Town council files lawsuit against San Tan Valley incorporation petitions

A lawsuit challenging the filing of petitions for incorporation of San Tan Valley is needed to protect the town of Queen Creek’s planning area and allow residents in adjacent Pinal County to self-govern in a smaller section or become part of the town, council members said.

“It’s simply a matter of preserving our right – planning-area conflict, No. 1 – and we’ve always been in favor of self-determination for the residents of San Tan Valley, but they need to do it the right way,” Councilman Robin Benning said after the meeting.
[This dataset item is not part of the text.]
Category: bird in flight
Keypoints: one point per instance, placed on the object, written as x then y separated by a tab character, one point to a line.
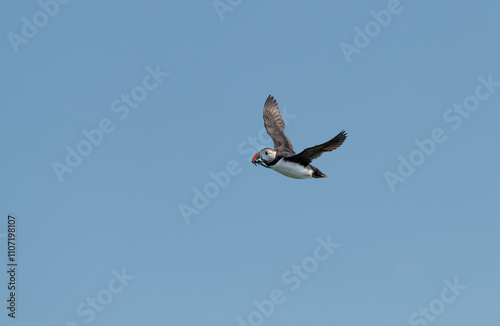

“When they draw a map that includes parts of Queen Creek, that’s a problem for me. And when I’m hearing from people saying ‘we don’t want to be part of this,’ that makes me feel less comfortable,” he said.

“There’s a series of steps they could have done. They could have re-drawn the map, but they weren’t willing, and so, for me, it was really simple,” Councilman Benning said.

On April 4 the Vote San Tan Valley Steering Committee submitted more than 5,000 signatures from San Tan Valley citizens asking the Pinal County Board of Supervisors to call an election. They are asking that more than 100,000 people form their own local government.

According to an October 2017 story, the proposed San Tan Valley municipal boundaries were to be Germann Road on the north, Meridian on the west, Phillips and various smaller streets on the south and Central Arizona Project canal and Attaway on the east.

“Apparently Queen Creek Town Council was not listening when, in 2017, the Arizona legislature determined that the 100,000-plus population of San Tan Valley could choose whether to incorporate without objection of a town of less than one-half that population,” according to a statement e-mailed by Kate Bigelow on behalf of Vote San Tan Valley.

“Queen Creek’s vote to proceed with a lawsuit opposing the San Tan Valley attempt to vote means that Queen Creek council members only believe in San Tan Valley citizens’ self-determination when they proceed the way Queen Creek wants them to proceed,” Ms. Bigelow said.

Voting April 12 on directing the town’s attorney to file the lawsuit were Queen Creek Mayor Gail Barney, Vice Mayor Emilena Turley and council members Jake Hoffman, Mr. Benning, Julia Wheatley and Jeff Brown. Council member Dawn Oliphant was absent.

Following the close of the meeting, San Tan Valley resident Rebecca Thuer approached the dais and thanked council members.

Ms. Thuer, a member of the political action committee STV Citizens for Responsible Growth, said she is in favor of incorporation, but not such a wide area or encompassing her home near Octotillo and Ironwood roads.

“The research we’ve been doing with this map: it’s illegal; the big, gigantic 70 square miles on a budget of $35 million,” she said.

“We’ve been fighting this, every angle we can, trying to get information, trying to find out what they’re doing,” Ms. Thuer said.

“We’re for incorporation, just not this incorporation,” she said.

The meeting at the Queen Creek Town Council Community Chambers, 20727 E. Civic Parkway, began at 4:30 p.m. with four of the council. Mayor Barney and council members Mr. Benning, Ms. Wheatley and Mr. Brown voted to go into a closed-door executive session, not open to the public, which was to be held in the Ironwood Conference Room in the Community Chambers Building.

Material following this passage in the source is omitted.